This article covers what a Unity Prefab is and how I use them in more unusual ways from my everyday workflows.
A prefab is a collection of gameobjects saved from the Unity scene, stored into the projects folder as an asset.
Essentially a prefab is a mini Unity scene.
This Asset can be exported with all its dependencies outside Unity into another Unity Project. I have found myself using this feature more than once. Its nicely packages the shaders, materials, meshes, textures and other dependencies too.
Here are a couple of examples of my somewhat unusual approach to using Prefabs on a daily basis…
1.Prefabs have allowed me to be a little bit more creative submitting changes when working concurrently with a team member on a version control software.
I’d say it’s a bit of my own Jugaad.
Sometimes checking in a scene to our server can get tricky if the scene file is already checked out by someone else. I don’t prefer to wait ideal for the scene to be free or if I forgot to check out the scene before working on it, only to find out later that its checked out.
In such cases, I carry on making the changes I have made so far. Save my work as a temporary prefab. Get the latest when the scene is free again.
Then merge my temporary prefab with the latest scene, disconnect + delete the temporary prefab.
Keep in mind, this is a risky method if the gameobjects aren’t disconnected from the temporary prefab properly. Also, tricky if you are replacing a gameobject that is connected to another script or dependent on it. Those references will be lost and you ll end up with null reference errors!
In such cases you need to use,
Unity’s Find and Replace gameobject option, also called Unpack Prefab.
This will replace all dependencies the old gameobject had. I personally try to avoid this as much as I can. If any anything I can just use the temporary prefab gameobjects to copy paste my changes in the inspector. Keeping the same old gameobjects and all its connections.

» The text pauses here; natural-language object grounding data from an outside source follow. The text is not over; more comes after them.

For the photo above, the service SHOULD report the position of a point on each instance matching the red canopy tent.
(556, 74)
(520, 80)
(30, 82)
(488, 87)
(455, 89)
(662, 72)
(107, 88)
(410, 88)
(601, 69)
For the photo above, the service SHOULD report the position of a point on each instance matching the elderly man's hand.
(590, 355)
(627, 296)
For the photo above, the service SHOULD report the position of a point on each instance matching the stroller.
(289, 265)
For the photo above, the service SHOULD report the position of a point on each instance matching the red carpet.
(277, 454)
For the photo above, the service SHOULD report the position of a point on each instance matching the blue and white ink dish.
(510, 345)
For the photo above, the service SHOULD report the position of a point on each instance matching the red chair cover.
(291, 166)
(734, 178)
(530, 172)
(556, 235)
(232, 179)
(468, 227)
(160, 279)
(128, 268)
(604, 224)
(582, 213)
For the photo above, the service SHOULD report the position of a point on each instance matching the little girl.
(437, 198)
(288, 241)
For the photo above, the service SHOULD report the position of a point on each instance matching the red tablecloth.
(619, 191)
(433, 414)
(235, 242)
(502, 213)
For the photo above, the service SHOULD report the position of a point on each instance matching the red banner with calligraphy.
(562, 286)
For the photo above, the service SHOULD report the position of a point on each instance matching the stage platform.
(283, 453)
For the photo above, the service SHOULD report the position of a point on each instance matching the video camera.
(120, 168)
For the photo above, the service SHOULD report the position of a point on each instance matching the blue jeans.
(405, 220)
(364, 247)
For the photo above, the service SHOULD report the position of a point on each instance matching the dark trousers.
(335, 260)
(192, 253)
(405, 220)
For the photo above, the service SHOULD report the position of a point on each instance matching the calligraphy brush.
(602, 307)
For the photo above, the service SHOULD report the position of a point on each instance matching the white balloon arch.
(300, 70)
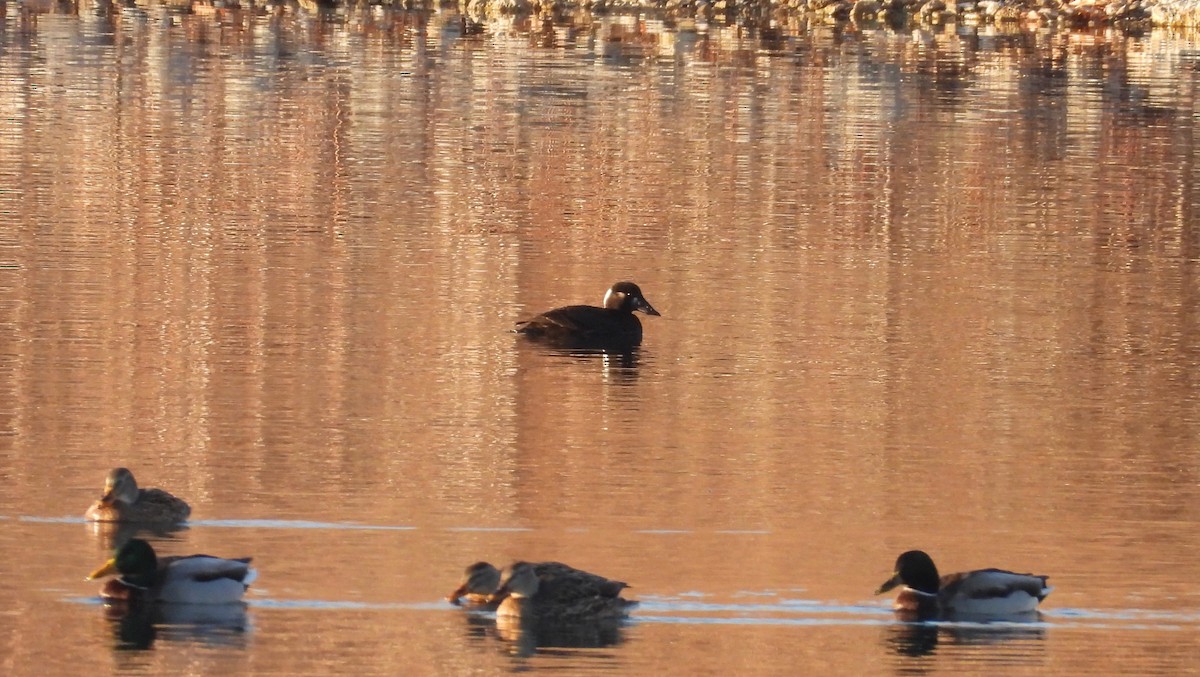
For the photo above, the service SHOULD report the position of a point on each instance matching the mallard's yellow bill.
(108, 569)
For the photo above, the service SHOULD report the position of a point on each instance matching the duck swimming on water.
(124, 502)
(567, 595)
(589, 327)
(196, 579)
(979, 593)
(481, 580)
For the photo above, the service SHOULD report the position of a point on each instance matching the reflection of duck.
(979, 594)
(923, 639)
(137, 627)
(589, 327)
(561, 595)
(196, 579)
(124, 502)
(481, 581)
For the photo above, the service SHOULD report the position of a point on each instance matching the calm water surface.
(918, 289)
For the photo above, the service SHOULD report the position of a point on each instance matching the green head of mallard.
(135, 561)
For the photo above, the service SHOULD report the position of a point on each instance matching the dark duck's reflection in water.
(215, 624)
(612, 327)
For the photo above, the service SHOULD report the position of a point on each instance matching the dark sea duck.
(561, 595)
(983, 593)
(612, 327)
(195, 579)
(480, 582)
(124, 502)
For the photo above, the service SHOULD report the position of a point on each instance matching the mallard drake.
(559, 594)
(481, 580)
(195, 579)
(983, 592)
(589, 327)
(124, 502)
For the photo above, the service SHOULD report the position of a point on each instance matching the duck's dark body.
(591, 327)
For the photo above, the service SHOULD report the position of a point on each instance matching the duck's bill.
(889, 585)
(108, 569)
(453, 598)
(647, 309)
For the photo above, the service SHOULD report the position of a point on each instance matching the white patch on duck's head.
(613, 299)
(120, 486)
(520, 581)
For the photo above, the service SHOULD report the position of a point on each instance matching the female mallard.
(983, 592)
(124, 502)
(558, 593)
(196, 579)
(589, 327)
(480, 581)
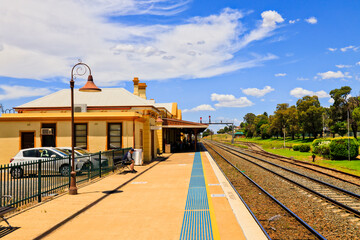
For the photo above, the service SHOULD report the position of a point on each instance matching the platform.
(184, 197)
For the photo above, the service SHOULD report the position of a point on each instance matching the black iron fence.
(31, 181)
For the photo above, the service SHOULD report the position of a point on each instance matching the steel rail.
(307, 226)
(294, 172)
(277, 157)
(305, 163)
(347, 208)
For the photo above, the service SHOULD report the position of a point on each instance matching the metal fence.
(33, 180)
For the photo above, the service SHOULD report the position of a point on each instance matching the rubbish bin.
(137, 155)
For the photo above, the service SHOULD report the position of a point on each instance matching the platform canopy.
(172, 129)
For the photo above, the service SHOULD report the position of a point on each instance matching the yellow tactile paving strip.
(250, 229)
(151, 206)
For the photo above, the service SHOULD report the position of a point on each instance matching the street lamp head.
(90, 86)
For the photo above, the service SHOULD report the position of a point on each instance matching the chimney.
(142, 90)
(136, 86)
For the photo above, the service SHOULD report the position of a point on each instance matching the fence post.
(39, 181)
(100, 164)
(113, 166)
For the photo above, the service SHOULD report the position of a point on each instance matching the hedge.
(304, 148)
(336, 148)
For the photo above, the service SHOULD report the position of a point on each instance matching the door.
(27, 140)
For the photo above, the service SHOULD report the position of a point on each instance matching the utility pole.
(284, 135)
(233, 135)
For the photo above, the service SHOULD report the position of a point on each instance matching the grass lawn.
(275, 146)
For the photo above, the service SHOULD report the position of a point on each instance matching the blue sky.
(219, 58)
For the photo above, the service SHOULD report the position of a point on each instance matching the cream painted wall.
(10, 140)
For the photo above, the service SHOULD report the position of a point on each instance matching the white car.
(52, 161)
(86, 156)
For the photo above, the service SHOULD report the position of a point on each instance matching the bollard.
(39, 181)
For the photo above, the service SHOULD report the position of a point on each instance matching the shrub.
(304, 148)
(321, 145)
(339, 148)
(296, 147)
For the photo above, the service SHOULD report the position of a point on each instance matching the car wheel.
(17, 172)
(65, 170)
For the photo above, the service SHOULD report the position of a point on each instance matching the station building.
(110, 119)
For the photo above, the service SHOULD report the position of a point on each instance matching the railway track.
(340, 201)
(277, 218)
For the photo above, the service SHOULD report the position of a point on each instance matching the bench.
(5, 210)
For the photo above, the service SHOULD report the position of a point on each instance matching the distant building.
(110, 119)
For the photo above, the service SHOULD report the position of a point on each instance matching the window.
(114, 135)
(81, 135)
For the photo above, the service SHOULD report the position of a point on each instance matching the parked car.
(86, 156)
(21, 163)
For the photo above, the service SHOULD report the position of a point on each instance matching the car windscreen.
(82, 151)
(61, 152)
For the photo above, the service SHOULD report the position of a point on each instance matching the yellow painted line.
(214, 226)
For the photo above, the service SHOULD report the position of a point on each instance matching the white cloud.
(343, 66)
(265, 29)
(200, 47)
(311, 20)
(300, 92)
(203, 107)
(294, 21)
(331, 74)
(227, 100)
(16, 92)
(258, 92)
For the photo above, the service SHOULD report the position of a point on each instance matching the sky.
(214, 58)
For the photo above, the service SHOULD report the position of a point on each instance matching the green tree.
(280, 118)
(292, 121)
(250, 128)
(339, 128)
(259, 121)
(207, 132)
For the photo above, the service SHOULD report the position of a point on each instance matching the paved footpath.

2.The next common use case of Prefabs I use, is in our symbols. In my last game most of our symbols were prefabs. These symbols were multiple gameobjects with meshes, sprite and particles. They would get cloned and show up multiple times on the screen. So making them prefabs was essential. It allowed us make a change to one gameobject, in return update all of them.
This setup also helped me with optimizations. One of our symbols, was taking up a lot GPU power and I decided to test each part of the symbol. To do so, I had to clone the symbol multiple times and turn off one part in all the clones.
Using a Prefab setup, this was easily achieved.
Editing the prefab will edit all its instances only if you click Apply. That means,
Any time you make a change you must press Apply on the Prefab.
Otherwise no other instances will be updated. This will cause an override.
This also means breaking a prefab connection will not disconnect others.
So, it is very important to remember the first instance of your prefab. Preferably only update that for future changes. This avoids overrides causing some instances not to update when you press apply on a prefab through an instance. Ideally always Applying through the Prefab Asset in the Projects Folder will not cause these weird cases.
This becomes especially hard to manage when you have hundreds of Prefabs and you are not careful or aware of these little nuances.
What doesn’t help either, is the Iconography of Prefabs. I have been told Unity has a visual difference to show the Prefabs that are instances and its overrides. To me the icon differences have been very confusing. I feel the same between Prefabs and mesh/model icons.
Lastly, Unity 2018 on-wards a new feature has been added to Prefabs called Nested Prefabs. Definitely check them out. If anything there’s a somewhat funny video on Unity’s YouTube about this feature. Towards the end of the video the speaker talks about nested prefabs within nested prefabs within nested prefabs.